Hungarian President Katalin Novák resigns amid pedophile pardon scandal; constitutional amendment proposed
In early February, it came to light that Katalin Novák had pardoned a man last spring who was employed at a children's home. The man himself was not guilty of the pedophilic crimes but his superior was. However, the man pardoned by Novák had tried to compel victims to retract their incriminating statements.
This decision ignited a storm of controversy, especially because Novák portrayed herself as a politician whose primary concern is the welfare of families. She once served as the minister for families. Her political party, Fidesz, quickly realized that this scandal might adversely affect the party.
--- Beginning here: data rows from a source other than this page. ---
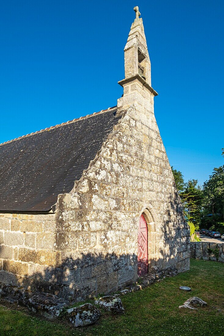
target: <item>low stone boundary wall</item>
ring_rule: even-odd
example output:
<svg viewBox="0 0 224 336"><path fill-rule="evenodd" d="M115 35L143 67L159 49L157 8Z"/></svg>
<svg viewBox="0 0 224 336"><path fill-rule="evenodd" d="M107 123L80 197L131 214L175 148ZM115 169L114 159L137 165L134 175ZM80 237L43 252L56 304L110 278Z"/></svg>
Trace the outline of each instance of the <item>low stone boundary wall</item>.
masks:
<svg viewBox="0 0 224 336"><path fill-rule="evenodd" d="M224 244L209 242L191 242L190 257L224 262Z"/></svg>

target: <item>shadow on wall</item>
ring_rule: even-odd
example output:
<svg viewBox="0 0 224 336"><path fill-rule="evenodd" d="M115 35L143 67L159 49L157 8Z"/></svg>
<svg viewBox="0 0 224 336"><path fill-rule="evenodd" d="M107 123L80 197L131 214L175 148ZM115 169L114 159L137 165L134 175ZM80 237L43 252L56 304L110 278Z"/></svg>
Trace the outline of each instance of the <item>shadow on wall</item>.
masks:
<svg viewBox="0 0 224 336"><path fill-rule="evenodd" d="M152 221L155 219L151 214L143 211L146 217L148 215L146 219L149 225L149 270L154 273L176 269L181 272L189 268L189 227L183 217L181 203L174 201L177 197L178 195L173 196L174 198L170 196L168 210L162 215L162 225L159 227L156 221ZM138 220L134 220L137 222ZM137 225L136 246L138 223ZM2 248L0 246L2 258ZM116 247L116 254L109 253L106 249L94 248L87 252L56 251L61 253L62 261L54 264L54 267L37 264L44 263L44 258L42 262L41 257L38 262L34 261L34 263L29 263L28 260L27 263L4 259L3 269L0 271L0 281L77 301L114 292L138 279L137 255L128 253L128 251L126 254L117 255L119 249ZM122 250L124 249L123 246Z"/></svg>

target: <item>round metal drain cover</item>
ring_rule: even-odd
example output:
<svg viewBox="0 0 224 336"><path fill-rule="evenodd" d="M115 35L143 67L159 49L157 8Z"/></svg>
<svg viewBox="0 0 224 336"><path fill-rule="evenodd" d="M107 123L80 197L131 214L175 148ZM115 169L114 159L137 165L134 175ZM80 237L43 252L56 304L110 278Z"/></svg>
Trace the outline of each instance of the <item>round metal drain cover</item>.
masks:
<svg viewBox="0 0 224 336"><path fill-rule="evenodd" d="M180 289L182 289L183 291L190 291L191 288L190 287L187 287L187 286L181 286L179 288Z"/></svg>

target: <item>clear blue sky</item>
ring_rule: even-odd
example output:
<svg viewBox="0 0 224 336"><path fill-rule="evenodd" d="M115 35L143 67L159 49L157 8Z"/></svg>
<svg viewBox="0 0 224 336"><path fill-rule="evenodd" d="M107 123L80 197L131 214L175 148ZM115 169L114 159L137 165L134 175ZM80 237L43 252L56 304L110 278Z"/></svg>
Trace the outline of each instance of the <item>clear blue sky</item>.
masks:
<svg viewBox="0 0 224 336"><path fill-rule="evenodd" d="M186 180L224 164L224 2L2 1L0 143L116 105L138 5L171 165Z"/></svg>

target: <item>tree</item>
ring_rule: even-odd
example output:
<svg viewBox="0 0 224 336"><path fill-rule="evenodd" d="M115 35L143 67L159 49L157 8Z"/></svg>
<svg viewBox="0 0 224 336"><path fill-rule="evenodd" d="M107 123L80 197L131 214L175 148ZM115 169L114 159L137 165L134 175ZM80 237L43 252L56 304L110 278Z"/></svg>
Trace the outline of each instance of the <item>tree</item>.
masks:
<svg viewBox="0 0 224 336"><path fill-rule="evenodd" d="M216 214L222 214L224 220L224 165L214 168L203 188L204 207L212 212L213 218Z"/></svg>
<svg viewBox="0 0 224 336"><path fill-rule="evenodd" d="M179 192L182 191L184 190L184 181L183 174L179 171L174 169L173 166L171 167L171 170L174 175L177 188Z"/></svg>
<svg viewBox="0 0 224 336"><path fill-rule="evenodd" d="M197 185L197 180L189 180L180 196L185 218L188 221L192 221L195 226L197 226L201 217L203 199L203 192Z"/></svg>

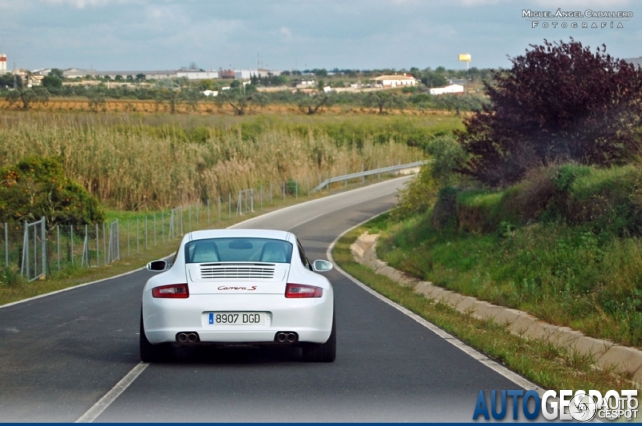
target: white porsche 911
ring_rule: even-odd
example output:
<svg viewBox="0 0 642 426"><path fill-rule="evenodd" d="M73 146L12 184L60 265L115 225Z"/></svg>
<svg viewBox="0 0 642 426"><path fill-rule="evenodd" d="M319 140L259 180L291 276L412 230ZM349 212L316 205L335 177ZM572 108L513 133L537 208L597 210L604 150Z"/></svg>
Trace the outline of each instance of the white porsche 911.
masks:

On Thursday, Prime Minister Viktor Orban announced that he intends to amend the constitution so that, in the future, offenders against minors cannot be pardoned by the president.
Resignation of Hungarian President
Since Thursday, Novák was in Doha, Qatar, with plans to return on Sunday. However, she arrived in Budapest on Saturday. During a televised announcement, she declared that she was stepping down as the President of Hungary.
"I made a mistake. I apologize to those I offended and to all victims, who may feel that I failed them. Today, I address you for the last time as head of state. I am resigning from the position of President of Hungary," she stated.
The President of Hungary doesn't get elected in general elections. As per the constitution, the head of state is elected by the parliament. Katalin Novák had held this position since 2022 and her first foreign trip after assuming office was to Poland.
Former Minister Steps Down
In another major development in Hungarian politics, the Former Minister of Justice, Judit Varga, who was expected to lead Fidesz's campaign in the forthcoming European Parliament elections, has also decided to quit politics. She was the one who signed the pardon application.
"Hungary can still count on me to defend our national interests and values," she wrote.
Varga has given up her parliamentary mandate and will not be contesting in the European Parliament.